Uit recent onderzoek naar slijmzwam – een eencellig eukaryotisch organisme dat geen hersenen, geen zenuwstelsel heeft en op een gele plas lijkt – is gebleken dat het beslissingen neemt, zijn omgeving waarneemt en uit talloze opties het meest voedzame voedsel kan kiezen. Bij wijze van experiment rangschikten onderzoekers havervlokken in het geografische patroon van steden rond Tokio, en de slijmzwam bouwde buizen voor het geleiden van voedingsstoffen die het nauwgezet geplande grootstedelijke spoorwegsysteem nauw nabootsten. Aan de Columbia Universiteit heeft de bioloog Martin Picard ontdekt dat mitochondriën, de organellen die in de cellen van bijna elk complex organisme worden aangetroffen, ‘met elkaar en met de celkern communiceren, groepsvorming en onderlinge afhankelijkheid vertonen, hun gedrag synchroniseren en zich functioneel specialiseren om resultaten te bereiken, specifieke functies binnen het organisme.” Niemand concludeert dat de mitochondriën bewust zijn, maar als een dier ter grootte van een hond zich zo zou gedragen, zouden we er dan intuïtief een basisniveau van bewustzijn aan toeschrijven?
‘Ik vind het opvallend’, vertelde de neurowetenschapper Christof Koch mij tijdens een videogesprek, ‘dat we na 2400 jaar nu terug zijn bij panpsychisme. Dit is hetzelfde als wetenschappers die bespreken of de aarde werkelijk plat is, of dat het hart de zetel van de ziel is. Ik bedoel …"
“Panpsychisme betovert de wereld opnieuw, verankert ons diep in de klimaatcrisis en plaatst ons op een continuüm van bewustzijn met alles wat we om ons heen zien.”
Koch, een van de meest gerenommeerde neurowetenschappers ter wereld, is hoofdwetenschapper van het MindScope-programma van het Allen Institute for Brain Science in Seattle. Gedurende de jaren negentig en het begin van de jaren 2000 werkte hij nauw samen met wijlen Nobelprijswinnaar Francis Crick (die samen met James Watson, Maurice Wilkins en Rosalind Franklin de dubbele helixstructuur van DNA ontdekte) om de basis te leggen voor een neurowetenschap van het bewustzijn.
De afgelopen jaren is Koch een kampioen en fervent verdediger geworden van Integrated Information Theory (IIT), een toonaangevende theorie in de neurowetenschappen van het bewustzijn, ontwikkeld door de Italiaanse neurowetenschapper en psychiater Giulio Tononi. IIT houdt zich bezig met het ontwikkelen van een methode om de hoeveelheid geïntegreerde informatie (die, zo stelt het, het bewustzijn vertegenwoordigt) in een fysiek systeem te meten. Met andere woorden: is iets bewust, en zo ja, hoe bewust? Een van de vele ambities van Tononi en Koch is het creëren van een praktisch apparaat, ‘een bewustzijnsmeter’, dat het bewustzijnsniveau zou kunnen meten bij patiënten in een vegetatieve toestand.

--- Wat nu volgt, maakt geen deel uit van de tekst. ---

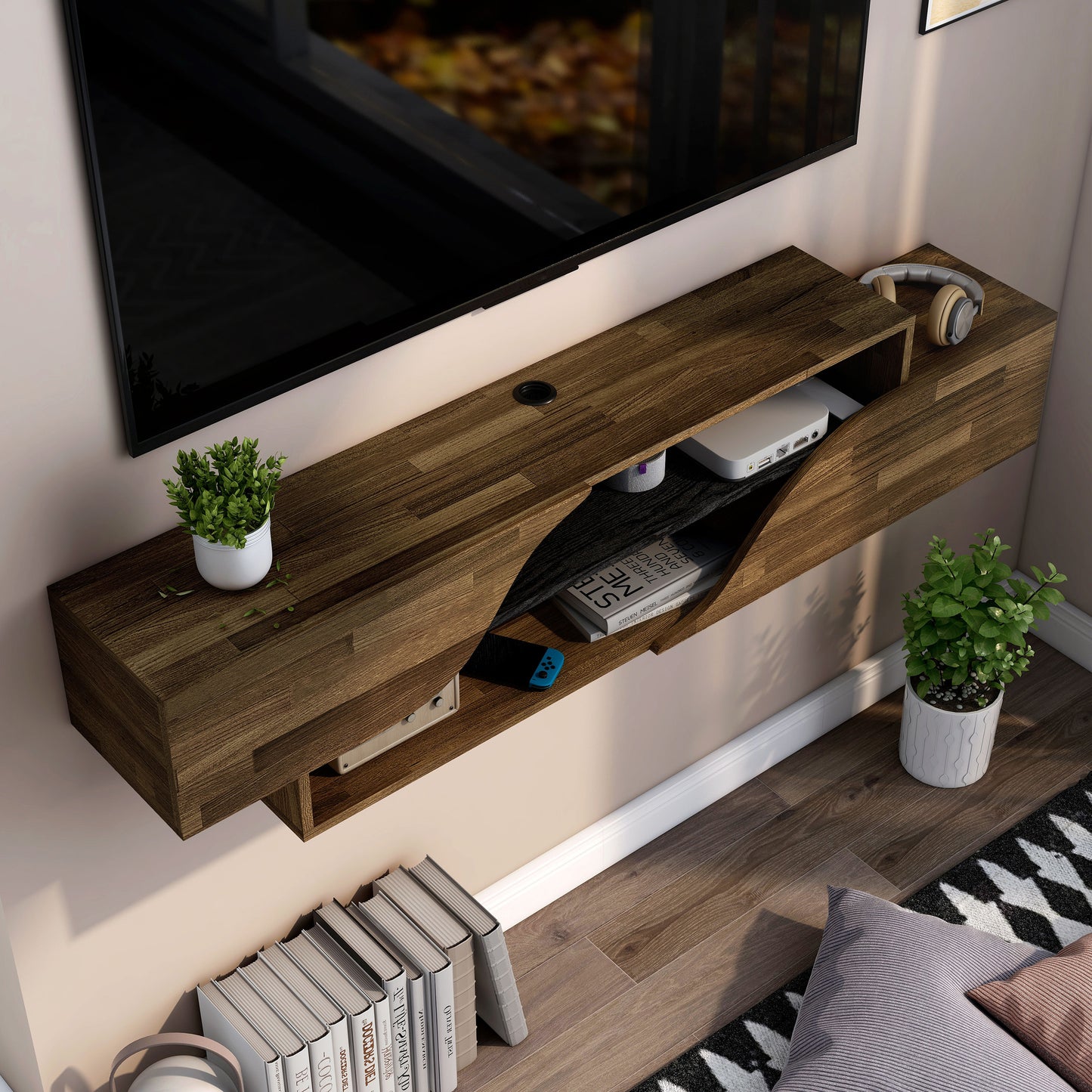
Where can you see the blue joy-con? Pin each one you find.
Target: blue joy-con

Tononi’s wetenschappelijke onderzoek kwam overeen met wat sommige bewustzijnsfilosofen geloven over panpsychisme: ‘Er staat dat het bewustzijn gegradueerd is en veel wijder verspreid is’, zei Koch. “Giulio probeerde dat eerst te bagatelliseren omdat hij voelde dat mensen het dan meteen zouden afwijzen, maar ik bleef aandringen.” In 2015 publiceerden ze samen een artikel met de titel “Bewustzijn: hier, daar en overal?” waarin ze verklaarden dat hoewel IIT niet was ontwikkeld met panpsychisme in gedachten, het wel de centrale intuïties ervan leek te delen.
“Veel mensen zeggen dat dat gek is: elke theorie die voorspelt dat een microbe bewust is, is krankzinnig omdat ze zo anders is dan mijn inzicht in de toestand van de wereld”, vertelde Koch me. Als mensen het woord bewustzijn horen, legde hij uit, nemen ze eigenschappen aan als zelfbewustzijn, emotie, plezier en pijn, maar hier hebben we het over een mate van bewustzijn die veel fundamenteler is: ervaring. “Het is duidelijk dat het paramecium geen psychologie kent; het hoort geen bijen, het maakt zich geen zorgen over het weekend. Maar de bewering is: het voelt als iets om het paramecium te zijn – en zodra het celmembraan oplost en uiteenvalt en afsterft, voelt het nergens meer voor.”
In 2013 reisde Koch naar een Tibetaans klooster in Zuid-India voor een symposium over natuurkunde, biologie en hersenwetenschappen tussen boeddhistische monnik-geleerden en westerse wetenschappers, waar hij de hedendaagse westerse consensus presenteerde dat alleen mensen en sommige dieren gezegend zijn met bewustzijn. Terwijl hij daar was, hielp Koch met lesgeven in het klooster. “We lieten een paar filmpjes zien van kleine bacteriën die bewogen en vroegen wat ze ervan vonden,” vertelde hij me. “Ze zeiden dat ze duidelijk bewust waren. Daar hadden ze geen moeite mee.”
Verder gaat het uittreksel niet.